この詩は中学校1年生の国語教科書にも掲載されているという。
この詩をいったい生徒にどう教えているのだろう?と思った。Netでググってみると、(ここ)に教師用の教え方の記事が見付かった。
こんなサイトもあるのだ。それによると、こんな視点で教えているらしい。
「どうもこのライオンは、みんなの持っているイメージのライオンとは違うようだ。一旦、まとめてみよう。
まず、先に答えてもらったイメージのライオンというのは、イソップ物語のライオンに近いな。つまり、他の動物とは王と家来の関係であり、食うものと食われるものの関係であると。「百獣の王」なんてそのままの表現だよね。
一方この話のライオンは「てつがく」のことを考えていて、哲学をほめられてうれしがっているね。どうやら素直で子どもっぽい性格みたいだ。なんせかたつむりに呼び捨てにされて納得しているんだから、他の動物と比べて偉いわけでもない。ライオンとかたつむりの関係は、○○が言ってたけど友達みたいだよね。
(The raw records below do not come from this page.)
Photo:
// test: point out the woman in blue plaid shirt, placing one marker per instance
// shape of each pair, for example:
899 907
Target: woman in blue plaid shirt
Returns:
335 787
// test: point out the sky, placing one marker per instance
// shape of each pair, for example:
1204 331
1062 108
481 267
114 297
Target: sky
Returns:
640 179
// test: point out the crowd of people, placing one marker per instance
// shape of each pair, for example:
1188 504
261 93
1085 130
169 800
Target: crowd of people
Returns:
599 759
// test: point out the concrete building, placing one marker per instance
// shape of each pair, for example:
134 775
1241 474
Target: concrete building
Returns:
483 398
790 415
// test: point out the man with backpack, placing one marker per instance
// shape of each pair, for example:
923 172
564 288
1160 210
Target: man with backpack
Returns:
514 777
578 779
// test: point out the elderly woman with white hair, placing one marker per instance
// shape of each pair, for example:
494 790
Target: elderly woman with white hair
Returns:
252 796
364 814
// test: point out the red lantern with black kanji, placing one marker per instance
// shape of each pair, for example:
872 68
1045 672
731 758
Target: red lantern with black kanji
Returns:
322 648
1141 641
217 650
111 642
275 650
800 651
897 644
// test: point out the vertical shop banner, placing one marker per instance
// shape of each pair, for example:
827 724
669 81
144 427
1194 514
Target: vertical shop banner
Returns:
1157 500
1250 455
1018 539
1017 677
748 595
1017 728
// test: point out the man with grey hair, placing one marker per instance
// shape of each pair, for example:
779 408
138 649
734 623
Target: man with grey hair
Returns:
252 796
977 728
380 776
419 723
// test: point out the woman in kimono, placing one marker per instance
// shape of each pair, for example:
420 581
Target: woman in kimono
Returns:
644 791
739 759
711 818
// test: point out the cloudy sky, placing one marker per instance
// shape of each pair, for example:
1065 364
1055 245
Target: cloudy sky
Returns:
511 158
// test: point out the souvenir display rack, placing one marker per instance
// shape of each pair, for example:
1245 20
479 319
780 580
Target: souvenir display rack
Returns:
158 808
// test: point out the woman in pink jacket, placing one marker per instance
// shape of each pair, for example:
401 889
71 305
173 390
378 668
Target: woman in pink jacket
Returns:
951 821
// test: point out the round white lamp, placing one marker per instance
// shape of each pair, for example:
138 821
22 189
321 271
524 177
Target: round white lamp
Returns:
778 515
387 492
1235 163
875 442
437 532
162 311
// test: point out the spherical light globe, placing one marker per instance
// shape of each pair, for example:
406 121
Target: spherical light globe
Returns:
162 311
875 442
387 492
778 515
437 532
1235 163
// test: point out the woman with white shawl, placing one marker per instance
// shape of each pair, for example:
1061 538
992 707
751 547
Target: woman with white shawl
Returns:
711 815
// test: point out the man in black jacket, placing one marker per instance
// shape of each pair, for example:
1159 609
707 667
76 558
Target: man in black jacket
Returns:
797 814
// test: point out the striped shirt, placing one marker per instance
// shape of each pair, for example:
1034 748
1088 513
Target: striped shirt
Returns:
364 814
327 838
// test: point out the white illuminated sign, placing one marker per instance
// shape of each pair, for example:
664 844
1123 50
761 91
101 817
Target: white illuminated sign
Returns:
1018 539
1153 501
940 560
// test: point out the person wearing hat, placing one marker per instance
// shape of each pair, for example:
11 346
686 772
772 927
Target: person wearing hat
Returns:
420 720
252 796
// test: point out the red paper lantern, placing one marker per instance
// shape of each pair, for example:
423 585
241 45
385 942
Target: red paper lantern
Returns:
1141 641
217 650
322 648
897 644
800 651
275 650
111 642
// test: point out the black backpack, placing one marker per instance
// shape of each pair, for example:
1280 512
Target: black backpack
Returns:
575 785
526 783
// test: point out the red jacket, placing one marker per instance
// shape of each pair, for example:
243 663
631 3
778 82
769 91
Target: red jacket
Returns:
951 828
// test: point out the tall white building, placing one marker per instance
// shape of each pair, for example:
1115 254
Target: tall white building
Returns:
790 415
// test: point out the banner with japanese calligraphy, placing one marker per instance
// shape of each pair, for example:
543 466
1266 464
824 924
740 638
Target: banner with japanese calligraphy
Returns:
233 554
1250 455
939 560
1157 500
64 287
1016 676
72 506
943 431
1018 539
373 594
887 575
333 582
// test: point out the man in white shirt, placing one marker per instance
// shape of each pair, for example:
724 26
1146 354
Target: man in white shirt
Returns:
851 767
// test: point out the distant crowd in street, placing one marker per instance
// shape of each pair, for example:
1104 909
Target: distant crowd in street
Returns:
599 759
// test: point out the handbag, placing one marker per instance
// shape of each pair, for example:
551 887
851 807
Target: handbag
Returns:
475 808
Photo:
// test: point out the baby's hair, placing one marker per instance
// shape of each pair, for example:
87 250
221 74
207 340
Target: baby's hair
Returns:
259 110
王と家来じゃない。話し方も、「やあ」「やあ」とか、呼びかけも「ライオン、あんた」に「かたつむり」だもんね。
こんな風に、既存のイメージ、パターン通りの設定とは違うっていうのは、前回の授業でいう、予想外でおもしろいところだ。それに、わざわざこんな風に書いているという点では、表現の仕方がおもしろいと言えるかもしれない。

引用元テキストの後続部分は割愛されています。